Nicholls et al. (2013) find no evidence of PAHs in their analysis of the mid-IR SED of V1309 Sco. Therefore, we only examine models with the lowest fractional abundance of PAHs modelled (=10−8). However, we find it has no real effect on the statistics presented in Appendix F. Using the conditions described above, we find that 139 out of 14364 models are in agreement. We present statistics of the consistent models in Appendix F.

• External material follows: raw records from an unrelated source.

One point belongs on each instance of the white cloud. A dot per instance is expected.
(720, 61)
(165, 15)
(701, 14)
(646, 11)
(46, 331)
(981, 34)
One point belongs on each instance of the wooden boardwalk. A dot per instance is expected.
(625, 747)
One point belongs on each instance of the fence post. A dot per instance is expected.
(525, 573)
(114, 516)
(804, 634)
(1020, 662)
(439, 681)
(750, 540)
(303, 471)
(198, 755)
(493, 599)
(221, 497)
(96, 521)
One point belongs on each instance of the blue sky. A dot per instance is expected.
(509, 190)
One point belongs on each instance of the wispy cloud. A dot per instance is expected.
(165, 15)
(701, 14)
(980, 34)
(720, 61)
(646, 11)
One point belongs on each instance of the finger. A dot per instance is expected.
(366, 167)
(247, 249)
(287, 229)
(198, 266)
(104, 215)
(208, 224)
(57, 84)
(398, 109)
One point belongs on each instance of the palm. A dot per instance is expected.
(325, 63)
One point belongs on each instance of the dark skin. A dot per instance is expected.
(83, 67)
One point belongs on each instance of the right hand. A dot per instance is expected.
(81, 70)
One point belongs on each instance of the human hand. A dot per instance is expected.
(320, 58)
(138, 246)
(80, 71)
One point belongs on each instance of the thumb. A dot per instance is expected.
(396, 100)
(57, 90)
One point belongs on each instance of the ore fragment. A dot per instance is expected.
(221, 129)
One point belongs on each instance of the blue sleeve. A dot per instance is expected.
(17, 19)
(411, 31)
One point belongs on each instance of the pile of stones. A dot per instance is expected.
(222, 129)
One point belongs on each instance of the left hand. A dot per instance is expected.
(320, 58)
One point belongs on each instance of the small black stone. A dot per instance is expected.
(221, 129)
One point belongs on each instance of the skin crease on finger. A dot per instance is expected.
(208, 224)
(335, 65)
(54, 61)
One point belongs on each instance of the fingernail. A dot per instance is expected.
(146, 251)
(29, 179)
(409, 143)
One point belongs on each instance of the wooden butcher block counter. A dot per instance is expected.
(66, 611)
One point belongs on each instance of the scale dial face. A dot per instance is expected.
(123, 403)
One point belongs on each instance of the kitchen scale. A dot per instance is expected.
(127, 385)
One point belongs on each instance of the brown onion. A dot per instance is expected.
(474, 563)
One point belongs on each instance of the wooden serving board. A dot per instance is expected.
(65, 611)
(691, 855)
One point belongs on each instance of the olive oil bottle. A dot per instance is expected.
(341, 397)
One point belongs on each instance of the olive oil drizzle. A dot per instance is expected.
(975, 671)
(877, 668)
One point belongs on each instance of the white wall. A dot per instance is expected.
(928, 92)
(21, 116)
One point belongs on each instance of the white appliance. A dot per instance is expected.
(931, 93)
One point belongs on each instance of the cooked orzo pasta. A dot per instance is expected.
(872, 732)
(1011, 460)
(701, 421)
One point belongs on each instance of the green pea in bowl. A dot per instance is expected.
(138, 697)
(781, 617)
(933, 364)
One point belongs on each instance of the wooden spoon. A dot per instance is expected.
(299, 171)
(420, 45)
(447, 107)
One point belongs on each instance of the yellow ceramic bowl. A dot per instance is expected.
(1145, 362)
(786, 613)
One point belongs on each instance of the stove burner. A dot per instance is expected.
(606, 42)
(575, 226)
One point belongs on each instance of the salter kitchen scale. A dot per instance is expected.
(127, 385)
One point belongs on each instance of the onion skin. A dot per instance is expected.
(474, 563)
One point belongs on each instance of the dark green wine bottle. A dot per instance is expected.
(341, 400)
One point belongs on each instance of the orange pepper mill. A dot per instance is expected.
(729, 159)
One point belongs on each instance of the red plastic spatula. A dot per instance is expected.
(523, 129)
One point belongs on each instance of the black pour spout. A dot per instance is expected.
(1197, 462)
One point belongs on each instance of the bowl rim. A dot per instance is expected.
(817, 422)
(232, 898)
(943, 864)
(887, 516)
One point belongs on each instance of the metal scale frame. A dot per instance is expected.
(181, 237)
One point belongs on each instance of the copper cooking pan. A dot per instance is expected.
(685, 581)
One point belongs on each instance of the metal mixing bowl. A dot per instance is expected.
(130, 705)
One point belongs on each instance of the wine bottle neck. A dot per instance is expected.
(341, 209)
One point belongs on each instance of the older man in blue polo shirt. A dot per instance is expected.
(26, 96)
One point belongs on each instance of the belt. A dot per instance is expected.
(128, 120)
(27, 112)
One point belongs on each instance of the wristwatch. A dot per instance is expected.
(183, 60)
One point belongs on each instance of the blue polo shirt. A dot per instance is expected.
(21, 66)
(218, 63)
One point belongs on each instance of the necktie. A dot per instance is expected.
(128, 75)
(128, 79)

We find some initial constraints on the shocks related to the H2 emission (Fig. F.1), although the external UV radiation and H2 cosmic-ray ionisation rate cannot be constrained. The models indicate a pre-shock density lower limit of 107 cm−3. This is a lower limit as larger densities are not covered by the models, but may still be the true pre-shock density. The scaled value of the magnetic field covers 0.1 to 1.0 (while the grid spans to values as high as 10). For the shock velocity, we see two separate subsets of models at lower and higher shock velocities (Fig. F.1, third panel). Models with low (4vs < 10 km s−1) shock velocities are typically found at lower magnetic fields, whereas higher shock velocities (20–30 km s−1) are found across a wide range of magnetic field strengths (Fig. F.2). Finally, almost all models fulfilling our observational constraints exhibit J-type shocks.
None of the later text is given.